Вспыхнул искусственный, мертвый свет плоских плафонов. Капитан сказал, осторожно поднимаясь с кресла:

- Сеанс окончен.

- А может, ничего и не было? Нам показалось? - спросил Парасвати.

- Все снято, - сказал Тайк. - Хоть сейчас можно прокрутить фильм.

Люди не спешили расходиться. Это и в самом деле было похоже на зал кинотеатра, где только что показали картину невероятно талантливую, странную и неожиданную.

- Тайк, передай на мостик, чтобы начали вращение. До утра.

Капитан помог мне добраться до двери.

- Это великолепно, - сказал я ему.

- А вы, профессор, отказывались от поездки сюда.

- Вы знаете об этом?

- Да.

- Я консерватор. Трудно поверить в хроноскопию.

Я и в самом деле отказывался лететь на станцию. Я убеждал ректора выбрать кого-нибудь помоложе, не столь занятого, более легкого на подъем. "Хорошо, - говорил я ему. - Допустим, что эта хроноскопия имеет под собой какую-то основу. Допустим даже, что при определенных условиях можно отыскать точку в пространстве, собственное время которой идет с отставанием на тысячу лет от земного. Допустим даже, что из этой точки можно будет взглянуть на Землю. Но что мы увидим на таком расстоянии?" Ректор был терпелив, вежлив. Таким же он был двадцать лет назад, когда держал у меня экзамен по истории Бирмы. В нем всегда была вежливая снисходительность к собеседнику, будь он его учителем или одним из подчиненных ему профессоров. "Нет, - отвечал он, - вы не правы, профессор. С таким же успехом можно говорить, что паровоз не поедет, потому что в него не впряжена лошадь. Никто не стал бы тратить годы усилий на сооружение станции, если бы хроноскопия была мифом. Если физики считают, что экран на станции сможет заглянуть в Бирму, в одиннадцатый век, значит, так и будет… - Ректор пригладил на макушке несуществующие волосы и посмотрел на меня укоризненно: прожил столько лет на свете и сомневается во всесилии науки. Затем сказал другим тоном, тоном, требующим доброй улыбки: - В любом случае мы желали бы видеть на станции лучшего историка Бирмы. Вы, профессор, лучший историк Бирмы, я говорю это не только как ректор, но и как ваш ученик. И если вам дорог престиж университета…" Здесь голос его сошел на нет, и ректор предложил мне стакан холодного апельсинового сока. Допивая сок, я подумал: а почему бы и нет? Ведь я никогда еще дальше Луны не забирался.
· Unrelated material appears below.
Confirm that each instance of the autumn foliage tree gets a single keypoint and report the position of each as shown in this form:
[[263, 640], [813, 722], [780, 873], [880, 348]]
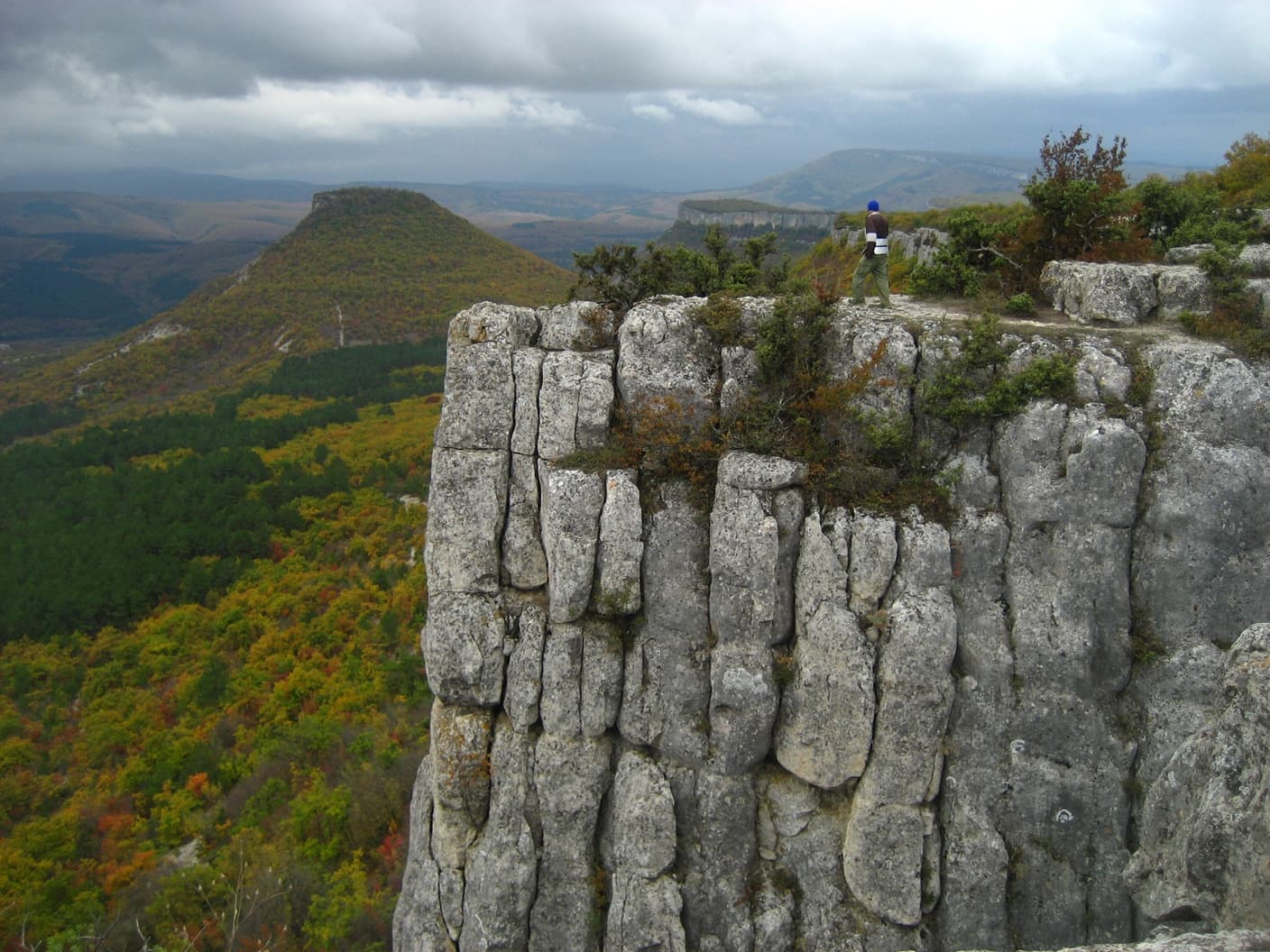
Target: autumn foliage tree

Станция возникла сначала зеленой искрой на экране локатора, выросла постепенно в сплетение труб, шаров и тросов, встретила меня рукопожатиями незнакомых, большей частью молодых, легко одетых людей и жарой. На станции было как в Рангуне майским вечером, влажным от близких муссонных туч, душным оттого, что лучи солнца, заблудившиеся в листве тамариндов, подогревают синий воздух.
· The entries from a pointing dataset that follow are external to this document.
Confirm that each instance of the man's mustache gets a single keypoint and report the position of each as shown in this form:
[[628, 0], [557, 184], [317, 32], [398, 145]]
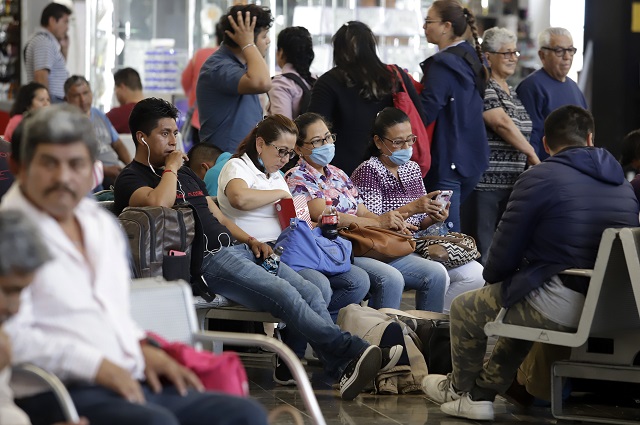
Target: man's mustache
[[60, 186]]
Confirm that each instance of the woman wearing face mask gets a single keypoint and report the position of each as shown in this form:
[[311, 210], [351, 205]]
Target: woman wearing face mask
[[249, 185], [390, 181], [317, 180]]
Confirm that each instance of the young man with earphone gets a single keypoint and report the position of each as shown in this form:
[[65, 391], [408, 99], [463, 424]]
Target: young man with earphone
[[157, 177]]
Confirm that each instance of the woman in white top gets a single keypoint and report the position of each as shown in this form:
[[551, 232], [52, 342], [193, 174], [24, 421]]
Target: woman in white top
[[294, 57], [249, 185]]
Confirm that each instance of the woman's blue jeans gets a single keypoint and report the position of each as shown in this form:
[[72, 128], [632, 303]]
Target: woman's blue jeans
[[233, 273], [388, 280]]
- У нас барахлят отопительные установки, - сказал Тайк, молодой человек, длинные ресницы которого бросали тени на выступающие скулы. - Вчера было всего восемь градусов тепла. Но мы терпим.

Капитан проводил меня до каюты.

- Хорошо, что вы прилетели, - сказал он. - Значит, не зря работаем.

- Почему?

- Вы занятой человек. И коль уж вы смогли бросить все дела и прибыть к нам, значит, хроноскопия стоит того, чтобы заняться ею всерьез.

Капитан шутил. Он верил в хроноскопию, он верил в то, что экран будет работать, и хотел, чтобы я тоже уверовал в это.

С тех пор прошло три недели, и в моем лице энтузиасты экрана (не энтузиастов здесь не было) приобрели страстного неофита. Три раза за эти три недели экран светлел, заполнялся разноцветными облаками, дарил нам мимолетные непонятные образы, но не более. И вот наконец мы увидели Паган.

В семь часов по бортовому времени мы собирались в лаборатории. Один сеанс в день. Двадцать семь минут с секундами. Затем изображение уходило из луча…

Мое первоначальное предположение, что веранда с резными колоннами принадлежит дворцу царя Чанзитты, блистательно подтвердилось на следующий же день, когда в середине сеанса вдали заклубилась пыль и из облака ее вылетели всадники, загарцевали у ступенек. Стражники выпрямились, приподняли копья. К веранде приблизился слон с окованными медью бивнями. На спине его под золотым зонтом сидел нестарый человек с крупными чертами лица. Я узнал его. По статуе, которую столько раз видел в полутемном центральном зале храма Ананда. Художник был правдив, изобразив царя именно таким. Теперь уже не оставалось никакого сомнения, что матерью царя действительно, как уверяли хроники, была индианка.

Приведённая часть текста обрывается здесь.